Smt. Nirmala Sitharaman
Smt. Nirmala Sitharaman

This year’s finance budget will be presented by the Finance Minister of India, Smt. Nirmala Sitharaman, the very first Female Finance Minister of India. There are number of budgets included in a financial budget, and every sector has its own importance and gives out the behavioral change in the society.

  1. Capital Budget.
    Capital budget deals with the money investment and purchasing by Central Government while confronting with shares, loans, and money granted by to States. It also includes capital circulation in the Government Companies, Corporations or any other sector that Government deals in.
  2. Revenue Budget.
    – Revenue Budget part covers the revenue receipt of the Government and its expenditure.
    – Tax revenue part covers the revenue from Income Tax, Corporate Tax, Customs, Services and others.

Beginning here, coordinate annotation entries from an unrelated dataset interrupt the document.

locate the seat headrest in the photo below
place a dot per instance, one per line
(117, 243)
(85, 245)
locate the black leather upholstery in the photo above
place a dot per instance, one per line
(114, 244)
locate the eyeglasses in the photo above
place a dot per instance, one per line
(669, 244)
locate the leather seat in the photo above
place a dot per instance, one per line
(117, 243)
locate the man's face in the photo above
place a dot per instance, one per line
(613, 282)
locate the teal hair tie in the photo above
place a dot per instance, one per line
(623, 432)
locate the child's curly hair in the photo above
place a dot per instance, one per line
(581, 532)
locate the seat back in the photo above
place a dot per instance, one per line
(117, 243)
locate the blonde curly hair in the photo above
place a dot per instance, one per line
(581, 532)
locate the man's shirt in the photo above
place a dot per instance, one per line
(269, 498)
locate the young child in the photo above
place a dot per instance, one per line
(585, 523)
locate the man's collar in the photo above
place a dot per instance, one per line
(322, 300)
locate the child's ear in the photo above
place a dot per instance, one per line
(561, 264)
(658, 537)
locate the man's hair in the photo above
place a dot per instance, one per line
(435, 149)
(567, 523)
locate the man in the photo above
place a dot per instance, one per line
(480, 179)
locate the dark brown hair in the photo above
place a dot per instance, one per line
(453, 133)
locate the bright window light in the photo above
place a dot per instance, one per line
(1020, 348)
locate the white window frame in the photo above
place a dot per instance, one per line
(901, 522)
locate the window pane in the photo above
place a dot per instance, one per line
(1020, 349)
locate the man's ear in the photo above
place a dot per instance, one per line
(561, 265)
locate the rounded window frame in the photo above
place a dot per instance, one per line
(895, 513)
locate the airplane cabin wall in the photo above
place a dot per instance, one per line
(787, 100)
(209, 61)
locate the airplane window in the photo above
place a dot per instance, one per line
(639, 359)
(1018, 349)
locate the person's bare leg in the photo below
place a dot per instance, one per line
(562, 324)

    – The non-tax revenue consists of detailed information about other sources such as interest on loans, dividends, and investment.
  3. Consolidated Funds.
    It defines all the revenue and fund brought in by the government and also the money loaned on the government and the receipt of the loan provided by the government.
  4. Contingency Fund.
    It is the fund put forth in front of the President for the urgent distribution to the government, so that it can meet its urgent requirements and cope up with the circulation of expenditure, paying and buying.
  5. Budget Estimate.
    This is the fund allocated to the Ministry or a Scheme in order to complete its demand and coordinate with the plans for the future. It basically provides a fund for one financial year.
  6. Minimum Alternative Tax (MAT).
    It is the minimum fund that a company or organizations are designated to pay, even if that company or organization is under Zero tax limit.
  7. Repo Rate.
    Repo Rate is the rate of interest paid to the Reserve Bank of India (RBI) by the Banks for the loan lending by it, over a period of time. It has been suggested to have Repo Rate flowing according to the loan interest given by the Bank.
    Repo means repurchase of the securities that in simple terms means, a bank takes money from the RBI to overcome the shortfall of funds and Repo Rate is the interest given by the Bank to RBI on that fund.
  8. Finance Bill.
    Finance Bill is presented just after the Union budget and it outlines all the adoption, abolition and modification of the taxes proposed.